Il gratuito patrocinio consiste quindi in una soluzione che permette al soggetto interessato di accedere ai servizi di un avvocato che verrà liquidato dalla pubblica amministrazione.
Dal punto di vista fiscale si tratta di un argomento interessante perché, ai fini dell’integrazione degli estremi necessari all’adesione in tale fattispecie è necessario che il soggetto assistito non superi una determinata soglia di reddito, aggiornata con cadenza biennale e attualmente pari a 11.746,68 euro (Cfr. Art. 76 co. 1 del D.p.r. 115/2002).
E’ infatti necessario comprendere quale sia definizione esatta di tale grandezza e quindi come è possibile calocolare il reddito del contribuente ai fini della possibilità di usufruire del gratuito patrocinio.
In linea di principio si fa riferimento al redditto complessivo del contribuente, formato per i residenti da tutti i redditi posseduti al netto degli oneri deducibili indicati nell’art. 10 del Tuir (Cfr. Ris. AdE 15/E/2008; Art. 3, co. 1 del TUIR), tenendo conto anche dei redditi che per legge sono esenti dall’imposta sul reddito delle persone fisiche (IRPEF) o che sono soggetti a ritenuta alla fonte a titolo d’imposta, ovvero ad imposta sostitutiva (Cfr.Art. 76 co. 3 del D.p.r. 115/2002).
La somma va infine integrata con gli altri redditi indicati nell’art. 76 del D.p.r. 115/2002: i redditi di altri familiari conviventi vanno infatti ricompresi nel calcolo e la soglia summenzionata, invece, si eleva del valore di 1032,91 euro per ciascuno di essi (Cfr. Art 92 del D.p.r. 115/2002).

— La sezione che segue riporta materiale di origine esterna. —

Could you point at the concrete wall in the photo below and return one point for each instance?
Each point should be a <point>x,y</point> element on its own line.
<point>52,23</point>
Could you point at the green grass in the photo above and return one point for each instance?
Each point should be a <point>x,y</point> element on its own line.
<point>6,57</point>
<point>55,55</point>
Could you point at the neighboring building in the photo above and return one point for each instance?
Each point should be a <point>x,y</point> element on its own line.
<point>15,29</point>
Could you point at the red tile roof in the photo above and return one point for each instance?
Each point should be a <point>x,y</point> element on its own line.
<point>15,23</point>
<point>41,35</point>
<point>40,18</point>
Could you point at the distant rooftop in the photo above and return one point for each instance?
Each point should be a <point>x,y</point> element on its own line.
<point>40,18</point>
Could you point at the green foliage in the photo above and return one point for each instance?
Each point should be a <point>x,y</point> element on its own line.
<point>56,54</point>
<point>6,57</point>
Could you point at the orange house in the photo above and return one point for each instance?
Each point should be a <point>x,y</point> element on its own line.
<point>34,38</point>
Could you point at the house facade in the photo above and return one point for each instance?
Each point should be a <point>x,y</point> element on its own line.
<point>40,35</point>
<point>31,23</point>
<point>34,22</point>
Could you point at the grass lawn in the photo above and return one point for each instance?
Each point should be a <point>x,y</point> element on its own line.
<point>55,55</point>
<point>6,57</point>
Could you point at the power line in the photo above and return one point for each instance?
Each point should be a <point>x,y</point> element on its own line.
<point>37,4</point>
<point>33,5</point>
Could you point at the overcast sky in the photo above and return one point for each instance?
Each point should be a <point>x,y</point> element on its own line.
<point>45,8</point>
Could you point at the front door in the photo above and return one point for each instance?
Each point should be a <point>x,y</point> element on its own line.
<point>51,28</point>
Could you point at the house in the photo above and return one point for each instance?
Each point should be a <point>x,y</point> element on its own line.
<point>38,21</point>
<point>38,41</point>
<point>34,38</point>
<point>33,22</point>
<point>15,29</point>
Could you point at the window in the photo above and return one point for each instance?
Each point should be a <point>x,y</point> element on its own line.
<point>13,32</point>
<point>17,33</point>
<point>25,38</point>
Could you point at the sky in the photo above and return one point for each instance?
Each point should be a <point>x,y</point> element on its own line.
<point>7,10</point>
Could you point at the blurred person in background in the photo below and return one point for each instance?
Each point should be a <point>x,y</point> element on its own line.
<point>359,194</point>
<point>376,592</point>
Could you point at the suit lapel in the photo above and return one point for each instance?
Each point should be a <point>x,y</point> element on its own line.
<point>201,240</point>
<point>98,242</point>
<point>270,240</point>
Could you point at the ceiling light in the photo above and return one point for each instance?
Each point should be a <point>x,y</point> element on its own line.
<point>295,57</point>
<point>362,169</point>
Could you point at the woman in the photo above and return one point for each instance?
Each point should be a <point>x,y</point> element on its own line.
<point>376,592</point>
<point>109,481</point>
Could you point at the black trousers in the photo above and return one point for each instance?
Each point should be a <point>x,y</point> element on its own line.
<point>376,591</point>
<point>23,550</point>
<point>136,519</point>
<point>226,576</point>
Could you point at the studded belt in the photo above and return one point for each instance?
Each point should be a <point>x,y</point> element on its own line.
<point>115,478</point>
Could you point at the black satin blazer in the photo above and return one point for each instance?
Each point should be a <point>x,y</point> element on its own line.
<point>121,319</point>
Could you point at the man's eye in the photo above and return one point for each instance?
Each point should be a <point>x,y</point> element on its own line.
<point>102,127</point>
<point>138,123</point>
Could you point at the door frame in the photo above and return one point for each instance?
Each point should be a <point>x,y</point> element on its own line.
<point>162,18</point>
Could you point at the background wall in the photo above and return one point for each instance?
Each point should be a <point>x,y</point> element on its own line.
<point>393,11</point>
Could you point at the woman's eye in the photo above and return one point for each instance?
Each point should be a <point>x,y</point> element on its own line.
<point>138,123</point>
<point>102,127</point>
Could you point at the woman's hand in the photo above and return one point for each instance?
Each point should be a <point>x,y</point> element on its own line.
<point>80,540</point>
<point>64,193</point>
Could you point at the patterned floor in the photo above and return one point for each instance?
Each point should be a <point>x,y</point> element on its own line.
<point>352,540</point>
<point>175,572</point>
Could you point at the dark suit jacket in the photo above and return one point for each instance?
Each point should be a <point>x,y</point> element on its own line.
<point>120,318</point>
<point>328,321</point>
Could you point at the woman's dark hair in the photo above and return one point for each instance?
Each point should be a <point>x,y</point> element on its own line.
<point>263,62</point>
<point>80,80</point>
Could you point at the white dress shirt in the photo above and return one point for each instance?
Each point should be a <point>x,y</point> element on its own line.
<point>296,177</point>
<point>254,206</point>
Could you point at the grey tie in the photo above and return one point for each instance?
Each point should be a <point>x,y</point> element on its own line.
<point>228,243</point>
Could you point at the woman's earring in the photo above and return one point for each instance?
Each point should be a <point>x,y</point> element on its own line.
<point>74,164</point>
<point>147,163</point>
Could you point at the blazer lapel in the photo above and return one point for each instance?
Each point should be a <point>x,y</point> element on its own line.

Ad esempio, si supponga che uno studio legale abbia necessità di compilare l’istanza di adesione al gratuito patrocinio per un contribente e di conseguenza si consulti col fiscalista in merito al reddito da considerare ai fini del calcolo.
Si ipotizzi inoltre che il contribuente, per il periodo amministrativo di riferimento, abbia posseduto sia redditi di lavoro dipendente che redditi di lavoro autonomo (questi ultimi conseguiti adottando il regime forfettario di cui alla legge 190/2014).
In tal caso bisognerà considerare sia i redditi da lavoro dipendente di cui al quadro RC che saranno assoggettabili ad irpef e riepilogati nel quadro RN che i redditi da lavoro autonomo, inclusi nel quadro LM.
Infatti l’art. 76, comma 3 del d.p.r. in materia di spese e giustizia dispone che anche i redditi soggetti a imposta sostitutiva vanno considerati.